Cameroon’s deadly mix of war and coronavirus

Soldiers from the 21st Motorized Infantry Brigade patrol the streets of Buea, southwestern Cameroon on April 26, 2018.

Prominent Cameroonian human rights activist Beatrice Titanji jumped for joy when a large secessionist group declared a ceasefire on March 29 to protect people from the coronavirus "fury" in the English-speaking heart of the Central African state, but their hopes have been frustrated since then. anger continues.

"It is a frightening situation.
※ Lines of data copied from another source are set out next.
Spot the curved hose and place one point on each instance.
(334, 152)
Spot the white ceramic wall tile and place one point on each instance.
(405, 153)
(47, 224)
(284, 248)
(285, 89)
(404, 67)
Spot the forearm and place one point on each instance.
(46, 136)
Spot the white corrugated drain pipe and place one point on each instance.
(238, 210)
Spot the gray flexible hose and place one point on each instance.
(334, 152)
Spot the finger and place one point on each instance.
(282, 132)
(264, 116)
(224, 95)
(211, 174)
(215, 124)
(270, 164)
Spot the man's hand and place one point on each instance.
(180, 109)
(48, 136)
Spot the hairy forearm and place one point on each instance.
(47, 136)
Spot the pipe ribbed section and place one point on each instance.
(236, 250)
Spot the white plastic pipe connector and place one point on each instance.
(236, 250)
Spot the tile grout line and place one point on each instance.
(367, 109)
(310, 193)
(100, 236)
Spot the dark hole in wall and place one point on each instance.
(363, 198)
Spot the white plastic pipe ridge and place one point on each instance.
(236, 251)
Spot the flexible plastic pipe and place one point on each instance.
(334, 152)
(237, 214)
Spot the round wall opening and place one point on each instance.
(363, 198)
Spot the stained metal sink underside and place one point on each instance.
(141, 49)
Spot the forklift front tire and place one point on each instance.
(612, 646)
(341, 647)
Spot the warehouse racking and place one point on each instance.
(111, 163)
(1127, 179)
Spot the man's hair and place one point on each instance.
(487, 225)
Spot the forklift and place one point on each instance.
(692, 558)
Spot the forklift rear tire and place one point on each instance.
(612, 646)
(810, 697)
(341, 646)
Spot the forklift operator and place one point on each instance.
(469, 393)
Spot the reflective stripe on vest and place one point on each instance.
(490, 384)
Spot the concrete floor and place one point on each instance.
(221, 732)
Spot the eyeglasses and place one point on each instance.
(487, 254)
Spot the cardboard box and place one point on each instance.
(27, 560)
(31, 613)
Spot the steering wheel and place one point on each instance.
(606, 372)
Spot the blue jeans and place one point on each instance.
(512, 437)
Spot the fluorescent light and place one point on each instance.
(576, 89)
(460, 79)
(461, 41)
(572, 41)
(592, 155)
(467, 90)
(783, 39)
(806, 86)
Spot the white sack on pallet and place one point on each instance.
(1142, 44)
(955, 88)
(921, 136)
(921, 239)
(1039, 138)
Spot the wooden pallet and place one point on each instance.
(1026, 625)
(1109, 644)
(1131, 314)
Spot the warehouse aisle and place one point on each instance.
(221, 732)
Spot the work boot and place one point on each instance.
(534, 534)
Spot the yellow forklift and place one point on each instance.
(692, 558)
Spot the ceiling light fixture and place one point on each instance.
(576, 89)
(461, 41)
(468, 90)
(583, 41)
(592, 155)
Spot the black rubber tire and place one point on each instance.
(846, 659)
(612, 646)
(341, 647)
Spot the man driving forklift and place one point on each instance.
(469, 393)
Thousands are trapped in the bushes," Titanji told the BBC.


"How do we tell you about Covid-19?" she added.

The Southern Cameroon Defense Forces (SCDF) unilaterally declared a ceasefire, after an appeal by the UN chief, António Guterres, for an end to conflicts around the world.

"The fury of the virus illustrates the madness of war," he said.


"It is time to put the armed forces into conflict and focus on the real struggle of our lives," added Guterres.

However, none of the other separatist groups in Cameroon, estimated at a minimum of 15, responded to the call.


Ambazonia's board of directors, which is one of the largest groups, said that a unilateral ceasefire would pave the way for government troops to march unopposed on territory under their control.

Hunger and disease

The Cameroonian government, led by French-speaking President Paul Biya, has also declared no truce and, to the dismay of aid workers, has banned humanitarian flights in addition to commercial flights in its efforts to contain the spread of the virus.

"If we have no means of reaching people and providing food and medicine, many of them will suffer. They will die of hunger and disease," said Titanji, an academic who leads the Women & # 39; s Guild for Women. Empowerment and Development, a non-governmental organization involved in peace initiatives in Cameroon.

Cameroon Map
Cameroon Map

Both English and French are official languages ​​in Cameroon, following a complicated colonial history, but in practice, the French-speaking majority dominates, leading the English-speaking minority to complain of discrimination.


About 3,000 people have died since protests against the increasing use of French in courts and schools in the English-speaking countries of the Northwest and Southwest regions turned into violence in 2017.


Nearly a million people have also been displaced by the conflict – many of them have fled to bush, where they built huts and villages when they started life again after their once peaceful cities and towns became battle zones.

Cameroon – still divided into colonial lines:

  • Colonized by Germany in 1884

  • British and French troops force Germans to leave in 1916

  • Cameroon is divided three years later – 80% goes to the French and 20% to the British

  • French-run Cameroon becomes independent in 1960

  • After a referendum, Southern (British) Cameroon joins Cameroon, while Northern Cameroon joins English-speaking Nigeria

Read More: Cameroon timeline

The UN children's agency, Unicef, estimates that about 255, or 34%, of the 7,421 health facilities in the northwest and southwest are not functional or only partially functional because of the conflict.


Some facilities were attacked and set on fire, forcing doctors to flee.

This increased fears about treating people in the event of a major Covid-19 outbreak.

"We don't need war right now, with Covid-19 enraging and killing people" ", Source: Beatrice Titanji, Source description: Human rights activist, Image:

So far, Cameroon has registered more than 2,200 cases and 100 coronavirus-related deaths since March, the highest in central Africa.

However, few of them were in the Northwest and Southwest, either because of few tests or because the conflict severely restricted movement, effectively putting many urban and rural areas in confinement long before the coronavirus outbreak.

Like most civilians, soldiers are now seen wearing mass-produced protective masks and using hand sanitizer while patrolling towns and villages in the northwest and southwest.

Many people have lost their property and livelihoods because of the conflict
Many people have lost their property and livelihoods because of the conflict

However, there is little indication that the armed militias have taken any protective measures against the coronavirus or are equipped clinically to deal with infections in the forest's hideouts – where they sometimes keep government officials kidnapped.

About 300 government soldiers carried out a six-day operation against the separatists at the end of last month. The military said it killed 15 fighters and destroyed two of its military camps outside the northwestern city of Bafut.

Security forces are still looking for three government officials, including a court recorder, after they were apprehended by separatists in Boyo, another northwestern city, at the end of last month.

Lamenting the continuing conflict, Dr. Titanji said, "It is a great challenge to get help for the suffering masses. We don't need war at the moment, with Covid-19 infuriating and killing people."